KM Ali, CEO of Partex Star Group, informs that the current growth in the cable industry is around 15 percent. He anticipates that the growth will be higher in the future since the demand of electricity is growing exponentially in rural areas and the government is promoting industrialisation beyond Dhaka and Chittagong.
AKM Ahasanul Haque, Chief Operating Officer of Partex Cables Limited, says that the government has a plan to generate 40,000MW of power by 2030. To achieve that goal huge expansion in the power distribution sector is required. The government is already carrying out upgradation of transmission line from 132kV to 400kV. The present capacity of local cable industries is 132kV overhead conductors. Some companies are also manufacturing 220kV overhead conductors. Mr Haque thinks that there is a scope for expansion of local cable industries in the production of transmission cables.
He adds that underground cable is another potential growth area. The government is planning to lay underground cables in the city areas to reduce risk and save space which will generate high demand for 11kV and 33kV underground power cables.
He claims that local industries are capable of manufacturing these cables and the government should assess the capacity of local producers. If they are capable of producing sophisticated cables then the government should prioritise them over foreign companies. The government can impose some duty barriers to discourage import of cables which the local industries are able to produce. This will create employment and save foreign currency, he suggests.
Mr Haque also urges the government to rethink the policy requiring a minimum of five years' manufacturing experience. He believes that the government should instead focus on expertise of the industry. If a company has all the necessary capacities it should not be kept waiting for five years. According to him, this will only discourage new entrepreneurs in the cable industry.

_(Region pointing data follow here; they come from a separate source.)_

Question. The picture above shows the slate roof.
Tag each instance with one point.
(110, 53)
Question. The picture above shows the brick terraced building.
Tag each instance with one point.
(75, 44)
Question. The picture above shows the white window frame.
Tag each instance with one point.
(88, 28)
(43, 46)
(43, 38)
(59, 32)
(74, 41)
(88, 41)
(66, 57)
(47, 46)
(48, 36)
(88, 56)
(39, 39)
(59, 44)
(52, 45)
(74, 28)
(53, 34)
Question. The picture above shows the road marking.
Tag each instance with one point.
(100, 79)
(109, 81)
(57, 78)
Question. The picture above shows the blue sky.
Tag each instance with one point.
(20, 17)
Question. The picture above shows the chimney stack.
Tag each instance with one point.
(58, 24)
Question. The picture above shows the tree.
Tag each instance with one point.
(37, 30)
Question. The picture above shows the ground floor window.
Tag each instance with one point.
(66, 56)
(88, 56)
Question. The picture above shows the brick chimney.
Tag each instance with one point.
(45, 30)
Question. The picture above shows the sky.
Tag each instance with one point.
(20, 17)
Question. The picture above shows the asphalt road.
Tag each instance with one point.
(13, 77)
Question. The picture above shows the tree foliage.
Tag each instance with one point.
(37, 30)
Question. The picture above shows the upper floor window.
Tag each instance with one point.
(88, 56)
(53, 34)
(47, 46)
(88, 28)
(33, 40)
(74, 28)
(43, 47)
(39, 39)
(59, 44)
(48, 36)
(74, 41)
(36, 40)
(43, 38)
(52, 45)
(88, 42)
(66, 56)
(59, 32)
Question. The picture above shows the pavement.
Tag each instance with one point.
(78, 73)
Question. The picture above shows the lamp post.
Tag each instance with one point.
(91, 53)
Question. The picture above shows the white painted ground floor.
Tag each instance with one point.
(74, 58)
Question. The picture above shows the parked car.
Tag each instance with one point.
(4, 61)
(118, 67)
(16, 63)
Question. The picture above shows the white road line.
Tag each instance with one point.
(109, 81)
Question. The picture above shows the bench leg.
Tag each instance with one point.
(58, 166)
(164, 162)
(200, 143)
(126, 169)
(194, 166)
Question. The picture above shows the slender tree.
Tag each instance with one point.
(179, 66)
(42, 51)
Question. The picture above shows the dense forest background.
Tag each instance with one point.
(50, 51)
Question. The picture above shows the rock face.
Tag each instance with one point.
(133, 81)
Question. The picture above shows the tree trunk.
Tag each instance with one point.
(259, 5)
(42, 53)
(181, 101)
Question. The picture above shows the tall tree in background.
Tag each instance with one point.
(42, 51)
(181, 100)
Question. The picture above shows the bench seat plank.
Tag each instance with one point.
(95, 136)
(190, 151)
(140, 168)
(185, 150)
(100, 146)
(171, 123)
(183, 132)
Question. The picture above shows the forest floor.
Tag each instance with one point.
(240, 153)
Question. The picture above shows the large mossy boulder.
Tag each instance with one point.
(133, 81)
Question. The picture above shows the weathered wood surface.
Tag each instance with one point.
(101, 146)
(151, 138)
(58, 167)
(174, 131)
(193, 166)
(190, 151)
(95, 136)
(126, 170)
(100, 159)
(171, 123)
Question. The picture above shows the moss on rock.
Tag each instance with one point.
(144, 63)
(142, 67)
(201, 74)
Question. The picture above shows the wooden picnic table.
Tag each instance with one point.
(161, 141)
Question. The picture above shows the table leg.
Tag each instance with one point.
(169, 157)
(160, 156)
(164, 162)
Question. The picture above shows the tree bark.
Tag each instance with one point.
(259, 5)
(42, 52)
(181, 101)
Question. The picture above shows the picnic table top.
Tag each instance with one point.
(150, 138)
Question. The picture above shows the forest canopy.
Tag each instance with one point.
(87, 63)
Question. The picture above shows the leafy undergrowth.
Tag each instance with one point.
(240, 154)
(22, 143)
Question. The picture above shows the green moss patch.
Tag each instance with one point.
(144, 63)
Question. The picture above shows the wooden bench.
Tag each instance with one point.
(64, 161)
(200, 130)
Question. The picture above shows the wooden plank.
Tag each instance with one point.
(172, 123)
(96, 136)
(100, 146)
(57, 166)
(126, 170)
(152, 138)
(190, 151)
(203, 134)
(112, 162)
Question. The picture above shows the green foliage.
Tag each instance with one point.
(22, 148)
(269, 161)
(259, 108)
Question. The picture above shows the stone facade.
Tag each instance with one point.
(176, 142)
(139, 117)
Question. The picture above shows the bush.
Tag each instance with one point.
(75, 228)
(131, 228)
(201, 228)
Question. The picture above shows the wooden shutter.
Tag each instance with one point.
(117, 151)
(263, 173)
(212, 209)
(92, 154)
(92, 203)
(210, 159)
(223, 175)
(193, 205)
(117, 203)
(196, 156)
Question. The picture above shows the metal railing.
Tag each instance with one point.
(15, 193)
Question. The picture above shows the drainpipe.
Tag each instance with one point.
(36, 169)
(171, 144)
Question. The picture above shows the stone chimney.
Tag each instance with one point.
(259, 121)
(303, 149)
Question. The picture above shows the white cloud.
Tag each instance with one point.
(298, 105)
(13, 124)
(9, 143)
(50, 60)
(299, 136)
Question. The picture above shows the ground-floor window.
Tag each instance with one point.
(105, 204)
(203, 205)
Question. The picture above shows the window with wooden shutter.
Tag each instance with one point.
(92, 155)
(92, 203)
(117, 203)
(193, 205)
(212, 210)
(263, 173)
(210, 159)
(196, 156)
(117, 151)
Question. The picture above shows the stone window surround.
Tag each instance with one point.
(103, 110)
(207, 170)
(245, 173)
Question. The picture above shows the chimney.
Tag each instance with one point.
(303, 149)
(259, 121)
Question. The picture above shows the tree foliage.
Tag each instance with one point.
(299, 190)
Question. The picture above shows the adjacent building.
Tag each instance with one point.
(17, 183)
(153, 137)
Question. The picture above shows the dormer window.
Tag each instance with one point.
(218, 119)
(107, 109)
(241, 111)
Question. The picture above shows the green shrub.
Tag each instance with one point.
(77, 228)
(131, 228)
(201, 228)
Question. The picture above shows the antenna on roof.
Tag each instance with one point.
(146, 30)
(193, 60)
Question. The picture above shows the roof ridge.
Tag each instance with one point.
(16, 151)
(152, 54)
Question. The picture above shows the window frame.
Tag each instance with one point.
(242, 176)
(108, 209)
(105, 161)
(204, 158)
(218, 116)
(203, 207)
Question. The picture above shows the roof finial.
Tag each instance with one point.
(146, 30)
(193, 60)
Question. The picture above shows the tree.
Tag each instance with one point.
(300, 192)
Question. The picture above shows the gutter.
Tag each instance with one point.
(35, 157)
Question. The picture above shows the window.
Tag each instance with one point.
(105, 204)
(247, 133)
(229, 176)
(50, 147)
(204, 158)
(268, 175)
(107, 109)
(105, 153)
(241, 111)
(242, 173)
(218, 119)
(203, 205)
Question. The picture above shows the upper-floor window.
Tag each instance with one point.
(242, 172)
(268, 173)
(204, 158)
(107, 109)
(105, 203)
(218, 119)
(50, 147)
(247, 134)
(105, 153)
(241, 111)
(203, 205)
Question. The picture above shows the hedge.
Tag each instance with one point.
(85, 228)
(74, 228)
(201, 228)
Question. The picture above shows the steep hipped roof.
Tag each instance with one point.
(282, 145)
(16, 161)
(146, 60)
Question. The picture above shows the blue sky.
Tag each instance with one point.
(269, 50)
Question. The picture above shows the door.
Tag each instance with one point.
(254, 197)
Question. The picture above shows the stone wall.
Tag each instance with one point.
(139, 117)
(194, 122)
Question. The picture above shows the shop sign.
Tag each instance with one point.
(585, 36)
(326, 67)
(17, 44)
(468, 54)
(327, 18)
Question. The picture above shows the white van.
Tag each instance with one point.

On the quality issue of cable products, KM Ali reveals that except a few industries most of the local cable companies are not following the standard manufacturing process. Some companies are offering high discounts compromising quality of the products. Hence the cable market is suffering from unfair competition. He says that there are certain standards set by the International Electrotechnical Commission that should be followed during production of cables.
There are two basic elements of a cable: conductor and insulation. Quality conductors ensure better electricity flow, and quality insulation reduces voltage drops. The purity of conductor materials—copper or aluminium—determines conductivity. Therefore sourcing of raw materials for conductors is a key component of ensuring quality of a cable product, explains Ahasanul Haque.

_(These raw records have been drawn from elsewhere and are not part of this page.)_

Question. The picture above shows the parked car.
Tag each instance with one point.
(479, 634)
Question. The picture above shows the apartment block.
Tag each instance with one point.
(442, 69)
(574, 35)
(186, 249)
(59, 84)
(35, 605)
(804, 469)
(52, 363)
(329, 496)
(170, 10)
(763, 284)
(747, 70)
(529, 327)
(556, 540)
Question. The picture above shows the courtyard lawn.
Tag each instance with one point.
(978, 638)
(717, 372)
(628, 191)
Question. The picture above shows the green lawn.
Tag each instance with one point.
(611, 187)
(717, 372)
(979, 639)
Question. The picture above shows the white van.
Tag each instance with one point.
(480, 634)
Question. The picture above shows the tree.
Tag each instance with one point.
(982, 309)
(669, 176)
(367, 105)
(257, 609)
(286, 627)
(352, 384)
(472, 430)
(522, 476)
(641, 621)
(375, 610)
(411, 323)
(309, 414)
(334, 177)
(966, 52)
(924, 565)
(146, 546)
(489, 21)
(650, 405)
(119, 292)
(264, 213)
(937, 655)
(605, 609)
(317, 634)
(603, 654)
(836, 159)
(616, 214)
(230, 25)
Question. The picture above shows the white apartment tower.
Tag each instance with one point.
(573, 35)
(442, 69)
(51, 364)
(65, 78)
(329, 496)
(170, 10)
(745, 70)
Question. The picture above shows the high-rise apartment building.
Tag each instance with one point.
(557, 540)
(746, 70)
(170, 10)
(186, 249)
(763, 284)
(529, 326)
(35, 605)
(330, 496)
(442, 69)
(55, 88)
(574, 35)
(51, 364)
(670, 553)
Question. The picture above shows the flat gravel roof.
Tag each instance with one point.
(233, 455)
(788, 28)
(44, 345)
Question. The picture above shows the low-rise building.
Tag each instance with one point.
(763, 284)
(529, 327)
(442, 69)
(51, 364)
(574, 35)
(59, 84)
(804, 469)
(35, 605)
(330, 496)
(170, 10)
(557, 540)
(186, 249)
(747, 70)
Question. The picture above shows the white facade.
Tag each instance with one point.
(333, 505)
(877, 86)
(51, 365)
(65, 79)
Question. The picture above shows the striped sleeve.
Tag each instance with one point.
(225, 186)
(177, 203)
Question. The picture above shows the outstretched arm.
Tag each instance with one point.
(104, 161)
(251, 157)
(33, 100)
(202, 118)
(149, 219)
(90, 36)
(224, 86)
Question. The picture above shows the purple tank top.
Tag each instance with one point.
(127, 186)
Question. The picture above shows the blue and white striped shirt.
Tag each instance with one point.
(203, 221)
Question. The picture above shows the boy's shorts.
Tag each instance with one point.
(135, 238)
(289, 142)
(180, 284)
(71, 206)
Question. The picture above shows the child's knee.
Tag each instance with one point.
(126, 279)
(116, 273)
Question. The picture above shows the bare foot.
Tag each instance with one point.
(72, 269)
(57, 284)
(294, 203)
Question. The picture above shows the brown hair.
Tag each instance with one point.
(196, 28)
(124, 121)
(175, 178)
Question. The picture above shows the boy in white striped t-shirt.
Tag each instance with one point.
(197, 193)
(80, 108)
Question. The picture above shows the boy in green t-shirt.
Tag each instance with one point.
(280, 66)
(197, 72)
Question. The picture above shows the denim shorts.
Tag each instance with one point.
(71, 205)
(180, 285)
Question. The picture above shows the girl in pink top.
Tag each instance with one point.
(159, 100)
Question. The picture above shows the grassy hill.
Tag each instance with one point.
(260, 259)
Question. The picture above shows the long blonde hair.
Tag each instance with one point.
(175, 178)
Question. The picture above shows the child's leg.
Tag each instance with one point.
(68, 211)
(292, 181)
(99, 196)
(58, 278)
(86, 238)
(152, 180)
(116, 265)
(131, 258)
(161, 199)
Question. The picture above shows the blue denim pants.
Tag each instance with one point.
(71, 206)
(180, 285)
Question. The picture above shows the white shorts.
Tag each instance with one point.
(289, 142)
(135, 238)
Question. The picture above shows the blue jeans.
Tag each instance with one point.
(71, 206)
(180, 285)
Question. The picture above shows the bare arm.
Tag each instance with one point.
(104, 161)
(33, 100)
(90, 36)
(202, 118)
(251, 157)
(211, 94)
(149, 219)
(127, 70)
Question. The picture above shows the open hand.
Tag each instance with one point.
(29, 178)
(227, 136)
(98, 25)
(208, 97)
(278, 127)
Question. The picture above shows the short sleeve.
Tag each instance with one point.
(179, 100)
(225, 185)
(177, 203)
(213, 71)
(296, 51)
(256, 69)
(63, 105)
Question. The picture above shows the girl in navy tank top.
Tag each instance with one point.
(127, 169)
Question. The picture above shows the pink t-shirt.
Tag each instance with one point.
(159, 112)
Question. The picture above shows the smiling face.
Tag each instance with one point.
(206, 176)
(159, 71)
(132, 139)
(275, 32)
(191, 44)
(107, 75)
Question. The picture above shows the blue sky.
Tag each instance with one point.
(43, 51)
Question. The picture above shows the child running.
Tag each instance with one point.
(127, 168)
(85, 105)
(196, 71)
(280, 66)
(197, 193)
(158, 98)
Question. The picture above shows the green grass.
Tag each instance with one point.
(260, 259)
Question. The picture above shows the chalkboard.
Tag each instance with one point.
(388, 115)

Commonly used insulation materials are PVC, XLPE and rubber. Although PVC is easily bendable it is not suitable for higher temperatures. XLPE insulation is better suited for this purpose. In Bangladesh we still see use of PVC insulation in high tension cables. Since high tension cables carry high voltage they require very high insulation resistance for which XLPE is the safest option, states Mr Haque. He also suggests increased use of aluminium in power cables as a cost-effective solution.
He further adds that many companies claim that their cables are fireproof which is not true. Every metal melts at a certain temperature. The most important thing to consider here is how long the conductors conductivity and signal remains uninterrupted during fire. He recommends that use of flame-retardant and fire resistant cables be promoted to prevent short-circuit-related fire incidents.
KM Ali observes that although various regulatory bodies and organisations highlight the importance of fire safety in buildings, they do not put adequate emphasis on the use of fire-retardant cables. Cable is the most sensitive element among building materials but it gets the least attention from building owners as well as regulators. Mr Ali urges the government to specify the quality of cables to be used in various types of buildings in the Bangladesh National Building Code.
Ahasanul Haque adds that a large portion of electricity is being lost during the transmission process due to poor quality of cables. If the government enforces use of quality cables it will significantly reduce system loss.
He also emphasises making people aware about using quality cables in buildings. The owner of a building should know that the cost of cables comprises a very small percentage of the total cost of the building. But faulty cables can damage the whole structure. Both the government and cable industries should join hands in educating general users. Cable is too sensitive a product to be left to technicians who have very little knowledge about the quality of a cable product, concludes Mr Haque.